Arrivé en Europe en janvier 2017 pour trois millions d’euros en provenance de l’Avai FC, Gabriel Magalhães n’était alors qu’un jeune défenseur brésilien en quête d’expérience. Le LOSC, qui l’avait recruté, décida de le prêter quelques mois plus tard à l’ESTAC Troyes afin qu’il découvre le football français. Ce passage dans l’Aube, limité à quatre rencontres, reste aujourd’hui un épisode marquant… mais surtout un regret pour Jean‑Louis Garcia, entraîneur troyen de l’époque.
À 28 ans, Gabriel est désormais un pilier d’Arsenal, auréolé d’un titre de champion d’Angleterre et sur le point de disputer une finale de Ligue des Champions. Son ascension fulgurante contraste avec ses débuts timides en Ligue 1. À Troyes, il n’avait pas trouvé la confiance nécessaire pour s’imposer. Garcia l’avait placé en quatrième choix dans sa hiérarchie défensive, derrière des joueurs plus expérimentés, issus notamment de la montée du club. Résultat : un temps de jeu famélique et une frustration grandissante pour le Brésilien.
Dans une interview accordée à L’Équipe, Jean‑Louis Garcia est revenu sur cette période avec lucidité : « C’est le plus grand regret de ma carrière. Il était grand, puissant, capable de faire de belles diagonales et il avait déjà ce jeu de tête impressionnant. Mais je ne me sentais pas capable de lui donner les garanties qu’il réclamait. » Le technicien explique qu’il n’a pas voulu “signer un chèque en blanc” vis‑à‑vis de ses cadres, préférant maintenir une cohérence dans son groupe.
Gabriel, lui, était convaincu qu’il irait loin. Son impatience et sa certitude de réussir ont fini par le pousser vers d’autres horizons. Après Troyes, il a tenté sa chance au Dinamo Zagreb, avant de revenir à Lille où il a enfin trouvé l’environnement propice pour progresser. Sous les couleurs du LOSC, il s’est imposé comme un défenseur central solide, attirant rapidement l’attention des grands clubs européens. En 2020, Arsenal déboursait près de 30 millions d’euros pour l’attirer en Premier League.

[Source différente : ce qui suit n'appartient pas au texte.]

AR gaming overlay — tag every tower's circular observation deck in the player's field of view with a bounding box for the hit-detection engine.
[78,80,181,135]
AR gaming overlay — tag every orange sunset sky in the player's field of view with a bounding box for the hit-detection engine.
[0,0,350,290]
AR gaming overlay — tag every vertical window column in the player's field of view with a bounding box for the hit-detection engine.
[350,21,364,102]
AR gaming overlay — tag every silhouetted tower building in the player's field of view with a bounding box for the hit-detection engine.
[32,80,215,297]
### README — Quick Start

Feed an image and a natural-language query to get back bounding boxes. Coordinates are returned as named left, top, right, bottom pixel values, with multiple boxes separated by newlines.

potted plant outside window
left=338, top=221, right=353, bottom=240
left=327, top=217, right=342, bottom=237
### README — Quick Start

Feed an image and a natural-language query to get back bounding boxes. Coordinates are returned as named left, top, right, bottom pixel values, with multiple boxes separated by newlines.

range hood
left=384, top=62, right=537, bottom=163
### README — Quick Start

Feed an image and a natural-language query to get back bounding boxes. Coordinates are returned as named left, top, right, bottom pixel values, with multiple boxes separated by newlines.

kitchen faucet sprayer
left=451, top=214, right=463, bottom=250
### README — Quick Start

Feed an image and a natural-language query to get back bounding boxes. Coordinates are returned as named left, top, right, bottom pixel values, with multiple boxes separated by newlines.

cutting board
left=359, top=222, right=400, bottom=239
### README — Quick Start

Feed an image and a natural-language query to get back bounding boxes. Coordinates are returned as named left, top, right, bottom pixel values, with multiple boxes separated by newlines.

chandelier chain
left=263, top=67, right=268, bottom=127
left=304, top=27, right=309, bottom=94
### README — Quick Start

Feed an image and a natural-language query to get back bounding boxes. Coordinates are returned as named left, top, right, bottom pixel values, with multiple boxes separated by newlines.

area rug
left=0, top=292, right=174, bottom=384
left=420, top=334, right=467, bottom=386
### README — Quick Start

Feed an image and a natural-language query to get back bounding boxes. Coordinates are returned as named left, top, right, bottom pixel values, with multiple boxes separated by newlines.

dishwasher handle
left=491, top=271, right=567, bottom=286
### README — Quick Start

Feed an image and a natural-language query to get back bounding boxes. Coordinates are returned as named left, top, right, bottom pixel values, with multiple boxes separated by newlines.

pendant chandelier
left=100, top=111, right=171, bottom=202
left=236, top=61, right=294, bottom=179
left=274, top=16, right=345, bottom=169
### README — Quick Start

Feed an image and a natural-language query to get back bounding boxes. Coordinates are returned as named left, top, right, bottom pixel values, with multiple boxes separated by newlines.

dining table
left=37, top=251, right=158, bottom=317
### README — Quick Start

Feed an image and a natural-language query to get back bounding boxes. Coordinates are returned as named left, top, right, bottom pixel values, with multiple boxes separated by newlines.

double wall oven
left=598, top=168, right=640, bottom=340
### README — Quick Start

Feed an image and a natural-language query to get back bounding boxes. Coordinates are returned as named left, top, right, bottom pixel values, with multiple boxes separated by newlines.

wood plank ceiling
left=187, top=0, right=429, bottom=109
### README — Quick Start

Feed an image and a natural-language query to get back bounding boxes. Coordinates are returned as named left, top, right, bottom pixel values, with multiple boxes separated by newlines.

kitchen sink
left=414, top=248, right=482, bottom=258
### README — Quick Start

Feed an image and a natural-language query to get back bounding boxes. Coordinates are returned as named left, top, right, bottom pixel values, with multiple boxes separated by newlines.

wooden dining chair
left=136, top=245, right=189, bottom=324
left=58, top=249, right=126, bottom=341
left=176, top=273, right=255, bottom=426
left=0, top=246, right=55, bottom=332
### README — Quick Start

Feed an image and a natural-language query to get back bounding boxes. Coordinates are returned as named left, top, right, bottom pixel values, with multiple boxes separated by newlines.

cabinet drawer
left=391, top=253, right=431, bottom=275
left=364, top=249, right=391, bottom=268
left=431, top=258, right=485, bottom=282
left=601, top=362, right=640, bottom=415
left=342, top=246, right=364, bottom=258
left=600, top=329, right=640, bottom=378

Depuis, le Brésilien n’a cessé de confirmer. Avec plus de cinquante matchs disputés cette saison et plus de 4 000 minutes passées sur les pelouses anglaises et européennes, il est devenu un cadre incontournable des Gunners. Sa régularité, son impact physique et son leadership en défense en font l’un des meilleurs centraux de Premier League.
Pour Jean‑Louis Garcia, l’histoire est cruelle. Il reconnaît aujourd’hui qu’il aurait dû agir différemment : « Si c’était à refaire, je ferais autrement. J’étais trop dans les sentiments par rapport aux joueurs qui avaient participé à la montée. » Ce manque de clairvoyance lui laisse un goût amer, car il avait sous les yeux un joueur promis à une grande carrière.
Ce récit illustre la difficulté du métier d’entraîneur : détecter le talent ne suffit pas, il faut aussi savoir l’accompagner et lui donner confiance. Gabriel Magalhães est devenu un exemple de réussite après un départ compliqué, et son parcours rappelle que les trajectoires des joueurs sont souvent imprévisibles. Pour Garcia, il restera le symbole d’une occasion manquée, un regret indélébile dans une carrière pourtant riche.